Assassino de garoto foi frio e cruel, diz testemunha

"Isso é um boneco de Judas", disse Diego Nascimento Silva para uma testemunha enquanto o menino João Hélio Fernandes, 6 anos, era arrastado até a morte. A frase foi dita no momento em que, após perseguição, a testemunha emparelhou seu carro com o dos criminosos e perguntou o que era aquilo "quicando". Diego, de 18 anos, está preso, acusado de assassinato. A testemunha prestou depoimento nesta sexta-feira ao delegado Hércules Nascimento Pires, da 30.ª Delegacia Policial. Ela reconheceu Diego como um dos autores do crime. "Ele foi frio e muito cruel", declarou um policial.O pai do acusado, Kerginaldo Marinho da Silva, 35 anos, ajudou a localizar o filho, depois que policiais foram até sua casa movidos por uma denúncia anônima. Ele entregou uma fotografia de Diego e o telefone do local onde estava escondido.
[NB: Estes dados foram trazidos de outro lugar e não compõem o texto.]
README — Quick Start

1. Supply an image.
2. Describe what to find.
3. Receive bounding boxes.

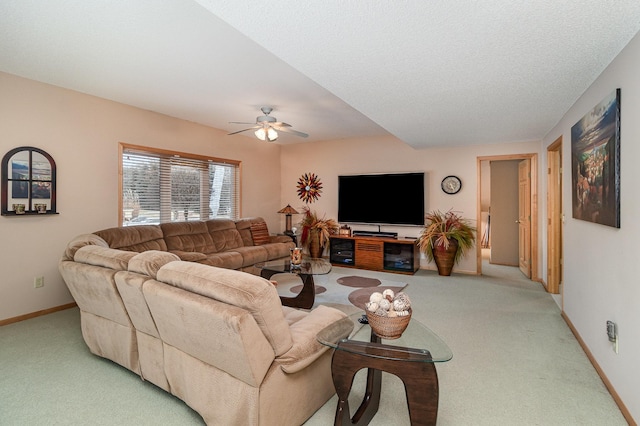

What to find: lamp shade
[254,127,278,142]
[278,204,300,214]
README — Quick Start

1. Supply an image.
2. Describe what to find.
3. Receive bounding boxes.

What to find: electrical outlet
[607,321,618,353]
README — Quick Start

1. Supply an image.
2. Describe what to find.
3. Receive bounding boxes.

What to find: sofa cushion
[73,245,136,271]
[129,250,180,278]
[206,219,245,253]
[251,222,269,246]
[196,251,244,269]
[278,305,353,373]
[94,225,167,253]
[157,261,293,356]
[160,221,217,253]
[62,234,109,260]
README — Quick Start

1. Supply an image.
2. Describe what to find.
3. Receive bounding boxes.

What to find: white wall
[281,137,540,273]
[543,30,640,421]
[0,73,284,320]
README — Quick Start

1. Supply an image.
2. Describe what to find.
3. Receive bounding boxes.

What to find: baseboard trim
[0,302,78,327]
[562,311,638,426]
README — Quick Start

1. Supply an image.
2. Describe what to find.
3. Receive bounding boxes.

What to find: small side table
[256,258,331,309]
[317,312,453,426]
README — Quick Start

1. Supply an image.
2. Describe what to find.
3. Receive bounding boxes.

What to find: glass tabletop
[316,311,453,362]
[256,257,331,275]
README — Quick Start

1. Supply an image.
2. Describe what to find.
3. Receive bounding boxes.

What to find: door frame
[542,136,563,294]
[476,153,540,282]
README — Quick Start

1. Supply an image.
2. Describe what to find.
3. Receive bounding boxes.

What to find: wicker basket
[367,309,412,339]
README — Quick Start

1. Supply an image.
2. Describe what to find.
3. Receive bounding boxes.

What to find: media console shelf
[329,235,420,274]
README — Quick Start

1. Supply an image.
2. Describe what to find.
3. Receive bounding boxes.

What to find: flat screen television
[338,173,424,225]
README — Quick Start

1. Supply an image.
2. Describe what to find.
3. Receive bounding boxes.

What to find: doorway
[476,154,540,281]
[543,136,563,298]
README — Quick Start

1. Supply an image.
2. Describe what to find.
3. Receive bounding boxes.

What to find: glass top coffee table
[256,257,331,309]
[317,312,453,425]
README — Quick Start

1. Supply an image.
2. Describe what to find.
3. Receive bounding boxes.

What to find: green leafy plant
[416,210,476,264]
[300,207,340,247]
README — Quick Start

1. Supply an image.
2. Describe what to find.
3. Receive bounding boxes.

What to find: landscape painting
[571,89,620,228]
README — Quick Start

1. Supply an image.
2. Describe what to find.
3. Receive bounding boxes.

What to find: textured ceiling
[0,0,640,148]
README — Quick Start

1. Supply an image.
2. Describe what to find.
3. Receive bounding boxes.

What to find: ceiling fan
[229,107,309,142]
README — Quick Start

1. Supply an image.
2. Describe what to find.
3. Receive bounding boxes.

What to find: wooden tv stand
[329,235,420,274]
PMs do 9.º Batalhão (Rocha Miranda) prenderam o criminoso no Morro São José da Pedra, em Madureira, zona norte."Ele fez isso porque gosta de mim e quer meu bem", afirmou Diego sobre o pai. Kerginaldo, que trabalha como porteiro em uma escola, disse nesta sexta não estar arrependido de ter entregado o filho. "Procurei ajudar a Justiça. Ninguém aceita uma coisa dessa. Nunca compactuei com crimes bárbaros", disse.O porteiro contou que a casa da família, em Cascadura, foi apedrejada e chorou ao falar sobre as ameaças que vem sofrendo. "Só peço que deixem meus familiares em paz. Um erro não pode ser pago com outro", afirmou.Diego mudou de comportamento desde o ano passado, quando rompeu o relacionamento com uma namorada e começou a usar drogas, a roubar carros e a passar dias fora de casa. "Ele perdeu peso e mudou de atitude. Os vizinhos falavam que estava fazendo besteira. Mas eu conversava e nada", disse Kerginaldo. A mãe fugiu de casa quando Diego tinha dois anos e nunca mais entrou em contato com a família. O pai criou o menino e teve duas filhas com a segunda mulher. "Sempre tive responsabilidade", declarou o porteiro, que se considera um exemplo. "Queria que todos fizessem o que eu fiz. A gente põe um filho no mundo e não sabe nada sobre seu futuro."